The original R-37 was originally developed by the Soviet Union to attack high-value NATO air assets such as the E-3 Sentry AWACS, E-8 JSTARS and RC-135V/W Rivet Joint. The idea was to use a high-speed fighter such as the MiG-31—which can sustain speeds of Mach 2.35 over a radius of 390 nautical miles while carrying a significant air-to-air payload—with the new missile to eliminate those NATO air assets. An aircraft like the MiG-31—or a stealthy supersonically cruising airframe such as the PAK-FA—is ideal for such a mission because they are difficult to intercept due to their sheer speed and altitude.

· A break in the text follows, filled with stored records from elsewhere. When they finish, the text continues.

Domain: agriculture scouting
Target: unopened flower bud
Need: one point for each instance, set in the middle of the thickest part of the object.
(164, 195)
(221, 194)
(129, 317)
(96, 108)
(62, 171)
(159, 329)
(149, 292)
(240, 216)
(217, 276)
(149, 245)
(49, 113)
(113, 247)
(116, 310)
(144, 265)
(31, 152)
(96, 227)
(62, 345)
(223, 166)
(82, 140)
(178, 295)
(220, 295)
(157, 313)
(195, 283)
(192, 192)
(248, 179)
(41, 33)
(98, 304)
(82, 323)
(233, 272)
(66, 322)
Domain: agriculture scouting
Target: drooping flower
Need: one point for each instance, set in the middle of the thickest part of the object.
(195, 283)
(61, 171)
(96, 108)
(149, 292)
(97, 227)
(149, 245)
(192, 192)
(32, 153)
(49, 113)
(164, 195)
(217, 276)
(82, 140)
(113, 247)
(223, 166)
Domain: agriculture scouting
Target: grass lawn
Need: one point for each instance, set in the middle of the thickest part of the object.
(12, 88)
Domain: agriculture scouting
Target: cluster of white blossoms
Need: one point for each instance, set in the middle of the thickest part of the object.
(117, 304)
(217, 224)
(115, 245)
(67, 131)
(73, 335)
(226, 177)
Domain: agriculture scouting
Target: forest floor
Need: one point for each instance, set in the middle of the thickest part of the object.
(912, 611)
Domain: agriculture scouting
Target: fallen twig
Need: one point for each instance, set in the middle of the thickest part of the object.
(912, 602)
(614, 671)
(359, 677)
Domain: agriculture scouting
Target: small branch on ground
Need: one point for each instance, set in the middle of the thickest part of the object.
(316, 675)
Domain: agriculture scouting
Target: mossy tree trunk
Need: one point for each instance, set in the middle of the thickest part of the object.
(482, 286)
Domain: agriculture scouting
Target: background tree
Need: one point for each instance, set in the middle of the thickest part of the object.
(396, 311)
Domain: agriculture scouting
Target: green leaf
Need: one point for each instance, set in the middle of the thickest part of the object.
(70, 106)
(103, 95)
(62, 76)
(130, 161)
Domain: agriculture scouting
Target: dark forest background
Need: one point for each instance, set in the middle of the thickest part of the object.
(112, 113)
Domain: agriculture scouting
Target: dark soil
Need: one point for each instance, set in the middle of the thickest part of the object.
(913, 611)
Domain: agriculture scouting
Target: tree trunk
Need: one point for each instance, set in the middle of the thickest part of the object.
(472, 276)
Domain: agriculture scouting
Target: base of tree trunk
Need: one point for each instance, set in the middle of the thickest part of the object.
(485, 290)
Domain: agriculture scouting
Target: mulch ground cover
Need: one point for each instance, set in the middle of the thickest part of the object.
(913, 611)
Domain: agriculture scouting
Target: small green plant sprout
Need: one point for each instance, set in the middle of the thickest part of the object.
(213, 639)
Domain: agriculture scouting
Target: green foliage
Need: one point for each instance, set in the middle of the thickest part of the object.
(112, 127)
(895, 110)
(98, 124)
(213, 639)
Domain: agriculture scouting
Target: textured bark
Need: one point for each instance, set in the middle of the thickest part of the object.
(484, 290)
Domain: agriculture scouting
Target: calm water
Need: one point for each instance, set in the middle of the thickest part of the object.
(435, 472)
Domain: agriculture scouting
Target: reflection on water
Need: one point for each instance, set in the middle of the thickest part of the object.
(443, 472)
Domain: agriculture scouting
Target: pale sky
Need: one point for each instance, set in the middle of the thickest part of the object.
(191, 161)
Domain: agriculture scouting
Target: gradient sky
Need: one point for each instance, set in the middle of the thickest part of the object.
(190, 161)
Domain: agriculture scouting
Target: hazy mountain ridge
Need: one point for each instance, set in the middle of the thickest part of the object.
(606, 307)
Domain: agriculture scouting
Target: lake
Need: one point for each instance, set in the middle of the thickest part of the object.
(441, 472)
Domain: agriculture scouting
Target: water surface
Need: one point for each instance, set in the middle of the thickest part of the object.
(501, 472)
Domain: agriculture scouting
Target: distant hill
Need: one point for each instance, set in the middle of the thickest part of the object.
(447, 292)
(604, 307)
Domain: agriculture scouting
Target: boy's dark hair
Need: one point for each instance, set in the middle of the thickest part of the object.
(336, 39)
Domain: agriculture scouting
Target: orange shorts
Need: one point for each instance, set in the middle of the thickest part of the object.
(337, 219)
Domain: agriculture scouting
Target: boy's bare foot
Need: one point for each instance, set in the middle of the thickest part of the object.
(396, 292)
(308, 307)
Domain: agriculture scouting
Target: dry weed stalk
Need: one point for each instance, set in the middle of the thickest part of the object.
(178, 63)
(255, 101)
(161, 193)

“The R-37 was a dedicated missile for wiping out ISR assets that was developed and tested in the 1990s,” said Mike Kofman, a research scientist specializing in Russian military affairs at CNA Corporation.  “It was not meant for just the Mig-31. There is also a follow-on missile that's one of Novator's projects—the KS-172 or now often called K-100.”

After the 1991 collapse of the Soviet Union, the Russian defense industry continued work on the R-37 project but progress came slowly. The 1990s was an especially difficult time for the Russian defense industry as funding slowed to a trickle. Indeed, the original Soviet-era R-37 was cancelled before being restarted as the current RVV-BD variant. “The pure R-37 (Izdelie 610) missile terminated development in 1997,” Barabanov said.